Critical, but still missing resource

I do hope people realize that for gameplay purposes, there can be only that many health and hapiness resources. Therefore, for every resource you suggest adding in, you must also suggest a resource to take away. Otherwise your suggestion is not constructive and will not be considered:) .

Salt is a difficult one, precisely for the reasons mentioned by the posters that although it is widespread, insufficient quantities have led to war or other economic conflicts. In fact, I would even go so far as to say that granaries require salt to build - gives a reason to fight for it. I believe the question is not whether salt should be included, becuase I really feel it should, but the question is what to remove.

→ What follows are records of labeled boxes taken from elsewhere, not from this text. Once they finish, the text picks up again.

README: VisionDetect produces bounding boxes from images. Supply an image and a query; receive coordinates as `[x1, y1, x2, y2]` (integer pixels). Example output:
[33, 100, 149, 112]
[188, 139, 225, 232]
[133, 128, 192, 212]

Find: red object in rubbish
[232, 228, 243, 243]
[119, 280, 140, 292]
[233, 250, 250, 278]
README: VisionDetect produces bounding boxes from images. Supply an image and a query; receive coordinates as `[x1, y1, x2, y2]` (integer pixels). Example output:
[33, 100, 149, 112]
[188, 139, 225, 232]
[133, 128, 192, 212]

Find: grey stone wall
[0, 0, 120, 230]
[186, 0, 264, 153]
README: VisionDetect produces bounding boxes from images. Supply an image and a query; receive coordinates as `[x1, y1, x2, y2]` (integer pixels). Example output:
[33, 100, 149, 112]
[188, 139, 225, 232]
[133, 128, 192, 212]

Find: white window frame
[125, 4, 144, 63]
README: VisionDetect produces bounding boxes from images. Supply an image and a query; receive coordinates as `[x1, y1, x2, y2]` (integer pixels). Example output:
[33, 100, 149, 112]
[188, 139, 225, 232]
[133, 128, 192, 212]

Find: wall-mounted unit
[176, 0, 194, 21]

Personal suggestion is a health resource, probably banana, clams or crabs. Fish covers clams and crabs, and bananas... I don't really think an exotic foodstuff is that important, and besides, "spices" already covers that.
 
Salt does sound good, but I agree with the spices. It's covered under spices.

And for all those wanting opium in the game:
Why do we need opium? We already have religion, isn't that enough? :crazyeye: :lol:
 
Salt is important.

1. You can get salt from sea. Thus you should add a point to the game from when you can distille salt at sheshore.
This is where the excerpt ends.